Regardingour experience with handling the model, I am pretty astonished! Configuration changes are propagated promptly to all units and while the controller does all the coordination, we haven’t noticed any load with single config changes. Units take the update without lag and this is quite important especially in cases where you have to revert a change or correct a mistake (we all do mistakes and mistypes, right )

The only case where we have seen heavy load on the controllers is when we do a mass restart of agents. However it is expected as all units simultaneously “hit” the controller.

Another interesting point is with upgrades.

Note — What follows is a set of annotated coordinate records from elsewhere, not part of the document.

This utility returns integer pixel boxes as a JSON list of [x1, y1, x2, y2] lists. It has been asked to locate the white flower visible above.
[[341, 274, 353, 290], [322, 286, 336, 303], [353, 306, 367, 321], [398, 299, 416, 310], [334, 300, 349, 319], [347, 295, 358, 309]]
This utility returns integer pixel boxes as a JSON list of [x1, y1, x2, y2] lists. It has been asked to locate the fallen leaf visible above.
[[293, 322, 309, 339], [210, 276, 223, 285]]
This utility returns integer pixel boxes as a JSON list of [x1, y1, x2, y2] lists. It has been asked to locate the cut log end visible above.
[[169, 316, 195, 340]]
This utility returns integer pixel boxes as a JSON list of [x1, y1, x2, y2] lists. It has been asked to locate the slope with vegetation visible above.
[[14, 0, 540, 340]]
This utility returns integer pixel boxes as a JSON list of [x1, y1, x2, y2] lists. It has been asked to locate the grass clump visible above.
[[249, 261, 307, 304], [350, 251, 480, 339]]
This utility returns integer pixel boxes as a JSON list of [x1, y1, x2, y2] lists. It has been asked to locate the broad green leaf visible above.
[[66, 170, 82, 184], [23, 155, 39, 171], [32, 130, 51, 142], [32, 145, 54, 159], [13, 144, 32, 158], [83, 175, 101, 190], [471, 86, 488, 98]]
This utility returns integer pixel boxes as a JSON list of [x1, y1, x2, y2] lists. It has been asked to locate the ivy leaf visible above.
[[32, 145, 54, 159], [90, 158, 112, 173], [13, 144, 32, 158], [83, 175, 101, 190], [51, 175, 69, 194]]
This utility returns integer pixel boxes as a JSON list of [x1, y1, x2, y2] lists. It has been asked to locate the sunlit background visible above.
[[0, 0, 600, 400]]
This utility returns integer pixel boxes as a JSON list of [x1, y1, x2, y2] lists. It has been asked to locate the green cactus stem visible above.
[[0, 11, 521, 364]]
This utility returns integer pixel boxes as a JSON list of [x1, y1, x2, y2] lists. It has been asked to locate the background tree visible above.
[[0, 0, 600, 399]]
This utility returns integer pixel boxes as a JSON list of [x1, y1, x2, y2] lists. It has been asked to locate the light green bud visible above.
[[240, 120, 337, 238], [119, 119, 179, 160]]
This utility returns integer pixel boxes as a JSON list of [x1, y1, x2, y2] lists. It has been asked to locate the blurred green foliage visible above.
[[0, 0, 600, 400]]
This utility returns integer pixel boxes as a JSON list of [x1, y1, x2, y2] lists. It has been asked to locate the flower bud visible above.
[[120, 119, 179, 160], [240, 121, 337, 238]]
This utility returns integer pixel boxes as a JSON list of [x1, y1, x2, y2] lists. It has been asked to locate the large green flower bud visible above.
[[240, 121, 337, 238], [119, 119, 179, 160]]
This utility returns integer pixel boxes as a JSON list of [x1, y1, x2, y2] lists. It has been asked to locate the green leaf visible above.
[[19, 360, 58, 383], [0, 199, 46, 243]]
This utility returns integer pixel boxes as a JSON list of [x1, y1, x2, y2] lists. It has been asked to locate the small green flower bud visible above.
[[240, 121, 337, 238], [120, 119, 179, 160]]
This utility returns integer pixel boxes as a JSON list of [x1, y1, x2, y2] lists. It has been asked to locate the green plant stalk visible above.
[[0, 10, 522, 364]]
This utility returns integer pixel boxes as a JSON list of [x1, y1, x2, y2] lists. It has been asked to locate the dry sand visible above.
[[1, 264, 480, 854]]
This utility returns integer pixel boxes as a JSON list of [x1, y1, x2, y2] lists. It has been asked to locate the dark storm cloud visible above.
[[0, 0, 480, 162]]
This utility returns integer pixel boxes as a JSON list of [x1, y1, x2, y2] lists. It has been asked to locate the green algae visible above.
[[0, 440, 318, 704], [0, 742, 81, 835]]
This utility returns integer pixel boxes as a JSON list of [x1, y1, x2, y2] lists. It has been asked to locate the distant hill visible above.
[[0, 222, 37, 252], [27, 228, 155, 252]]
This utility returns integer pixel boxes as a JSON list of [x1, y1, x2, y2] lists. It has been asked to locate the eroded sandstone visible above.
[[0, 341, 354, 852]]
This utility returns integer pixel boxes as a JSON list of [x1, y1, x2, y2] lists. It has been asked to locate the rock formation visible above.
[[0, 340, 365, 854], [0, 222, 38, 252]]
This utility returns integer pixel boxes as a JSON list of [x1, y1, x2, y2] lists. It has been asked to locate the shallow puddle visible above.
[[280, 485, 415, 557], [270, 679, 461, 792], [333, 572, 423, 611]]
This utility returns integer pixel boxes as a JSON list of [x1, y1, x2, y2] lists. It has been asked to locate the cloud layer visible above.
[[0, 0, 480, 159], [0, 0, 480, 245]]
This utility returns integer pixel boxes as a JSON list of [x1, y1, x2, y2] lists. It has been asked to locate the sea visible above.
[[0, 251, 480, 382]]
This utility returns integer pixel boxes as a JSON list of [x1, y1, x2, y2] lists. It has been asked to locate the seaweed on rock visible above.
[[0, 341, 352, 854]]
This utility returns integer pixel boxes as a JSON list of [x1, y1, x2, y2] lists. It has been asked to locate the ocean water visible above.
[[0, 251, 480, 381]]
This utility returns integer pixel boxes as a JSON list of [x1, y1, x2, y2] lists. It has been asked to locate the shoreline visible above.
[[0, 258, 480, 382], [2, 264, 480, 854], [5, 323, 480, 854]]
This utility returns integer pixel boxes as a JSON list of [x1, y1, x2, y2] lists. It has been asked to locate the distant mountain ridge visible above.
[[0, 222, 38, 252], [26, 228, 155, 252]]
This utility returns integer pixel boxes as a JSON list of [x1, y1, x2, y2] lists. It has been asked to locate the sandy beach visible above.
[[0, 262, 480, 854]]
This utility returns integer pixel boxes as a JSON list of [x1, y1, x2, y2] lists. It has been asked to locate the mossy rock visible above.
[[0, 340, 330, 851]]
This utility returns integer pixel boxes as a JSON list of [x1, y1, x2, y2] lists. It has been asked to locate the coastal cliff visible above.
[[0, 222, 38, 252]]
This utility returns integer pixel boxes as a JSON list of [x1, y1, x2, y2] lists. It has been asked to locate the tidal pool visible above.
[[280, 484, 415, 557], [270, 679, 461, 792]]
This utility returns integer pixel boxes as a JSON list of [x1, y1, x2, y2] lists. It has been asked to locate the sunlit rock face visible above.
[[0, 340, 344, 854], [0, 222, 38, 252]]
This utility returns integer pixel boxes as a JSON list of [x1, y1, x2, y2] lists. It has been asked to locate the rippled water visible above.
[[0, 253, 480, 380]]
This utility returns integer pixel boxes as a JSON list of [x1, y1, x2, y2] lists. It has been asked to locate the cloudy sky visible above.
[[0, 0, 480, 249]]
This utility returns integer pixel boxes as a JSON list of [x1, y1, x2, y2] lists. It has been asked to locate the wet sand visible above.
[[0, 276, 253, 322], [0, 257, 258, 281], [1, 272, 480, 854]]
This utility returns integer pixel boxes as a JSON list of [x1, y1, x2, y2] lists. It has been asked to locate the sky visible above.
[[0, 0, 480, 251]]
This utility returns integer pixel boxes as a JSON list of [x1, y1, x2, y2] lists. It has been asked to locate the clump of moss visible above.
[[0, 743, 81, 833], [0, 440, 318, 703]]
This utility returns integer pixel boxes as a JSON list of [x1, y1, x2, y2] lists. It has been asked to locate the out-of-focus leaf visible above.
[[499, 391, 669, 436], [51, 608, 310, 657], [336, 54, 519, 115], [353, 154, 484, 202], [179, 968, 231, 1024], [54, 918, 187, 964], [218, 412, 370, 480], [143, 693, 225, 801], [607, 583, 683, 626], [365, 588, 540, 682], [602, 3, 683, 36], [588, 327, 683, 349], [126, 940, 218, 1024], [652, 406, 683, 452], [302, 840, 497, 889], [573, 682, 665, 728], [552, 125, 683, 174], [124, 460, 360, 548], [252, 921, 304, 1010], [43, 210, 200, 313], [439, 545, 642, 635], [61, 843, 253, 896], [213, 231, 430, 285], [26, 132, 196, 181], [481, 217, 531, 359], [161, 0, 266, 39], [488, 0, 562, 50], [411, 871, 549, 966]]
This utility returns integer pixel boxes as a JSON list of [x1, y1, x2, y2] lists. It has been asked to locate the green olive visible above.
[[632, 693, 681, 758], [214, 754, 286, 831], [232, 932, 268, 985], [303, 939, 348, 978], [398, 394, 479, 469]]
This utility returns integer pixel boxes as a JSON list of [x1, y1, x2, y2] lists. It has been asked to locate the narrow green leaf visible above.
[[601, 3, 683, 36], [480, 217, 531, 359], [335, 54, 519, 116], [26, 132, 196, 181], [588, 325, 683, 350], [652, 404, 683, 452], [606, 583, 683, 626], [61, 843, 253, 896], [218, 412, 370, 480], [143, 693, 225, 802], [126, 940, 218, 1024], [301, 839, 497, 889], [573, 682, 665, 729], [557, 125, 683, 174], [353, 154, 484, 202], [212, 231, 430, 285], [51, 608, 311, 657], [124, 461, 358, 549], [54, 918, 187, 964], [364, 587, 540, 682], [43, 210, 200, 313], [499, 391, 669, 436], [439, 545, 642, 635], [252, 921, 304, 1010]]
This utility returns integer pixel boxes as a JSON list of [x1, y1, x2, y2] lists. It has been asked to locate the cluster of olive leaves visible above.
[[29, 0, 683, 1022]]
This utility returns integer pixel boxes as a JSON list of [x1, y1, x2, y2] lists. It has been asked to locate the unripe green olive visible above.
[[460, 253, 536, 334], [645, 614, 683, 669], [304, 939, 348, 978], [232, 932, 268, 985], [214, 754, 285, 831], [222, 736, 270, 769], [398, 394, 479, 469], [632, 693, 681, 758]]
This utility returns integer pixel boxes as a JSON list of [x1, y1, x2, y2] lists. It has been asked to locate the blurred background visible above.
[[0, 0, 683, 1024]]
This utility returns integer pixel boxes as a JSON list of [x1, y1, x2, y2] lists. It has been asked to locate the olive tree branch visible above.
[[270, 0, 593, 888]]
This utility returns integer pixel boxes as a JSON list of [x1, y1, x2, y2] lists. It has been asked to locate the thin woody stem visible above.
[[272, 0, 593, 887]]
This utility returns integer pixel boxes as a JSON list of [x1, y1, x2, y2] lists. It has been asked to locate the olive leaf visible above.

The upgrades cover many different aspects of the lifecycle, in more detail:

Model upgrade: This is actually needed to deploy new juju versions. Painless. Fire up the command, wait for some time (ex. an hour) and you are read. We have done many upgrades (over 10) and never hit an issue either with the upgrade, or with load or service impact.
Charm upgrade: Heavily related on the “quality” of the charm. You have to do it carefully especially if there are heavy changes. It is quite straight forward and generally safe. Again, controllers handle this situations easily and without problems.
Application / OS upgrade: This is not tightly related to juju but juju can be a life saver. We have done 2 OpenStack upgrades until now. Juju performed very well and the charms, especially the mature ones, handled the upgrades very well. We have had some issues with new charms, not so heavily tested, and with things that were deprecated or removed where cleanup was not handled sufficiently.

I will be happy to elaborate on our experience and this Juju/OpenStack journey

erik-lonroth · 3 April 2020 07:37

Nice work! @hallback should be interested in this as @lasse would too.

I guess it’s likely the SLURM charms that could be improved in my case. Its good to know people out there are running large workloads with juju with success.

thumper · 6 April 2020 05:17

Hey @soumplis, yes, please file a bug on the timing for 'juju status '. I’ll try to get to it.

There are still areas for improvement in status across the normal use case. Something that I believe that we can improve on as we continue with point releases.

One thing worth noting is that in the 2.7 releases, we now have agent rate limiting to reduce the controller load as the controller restarts. The default settings let about ten agents connect every second. This allows the controller to handle the initial connection and data requests from the agents as they come rather than getting to hammered all at once.

soumplis · 8 April 2020 08:22

Thank you Tim,

The bug is 1871574 and will track the progress there.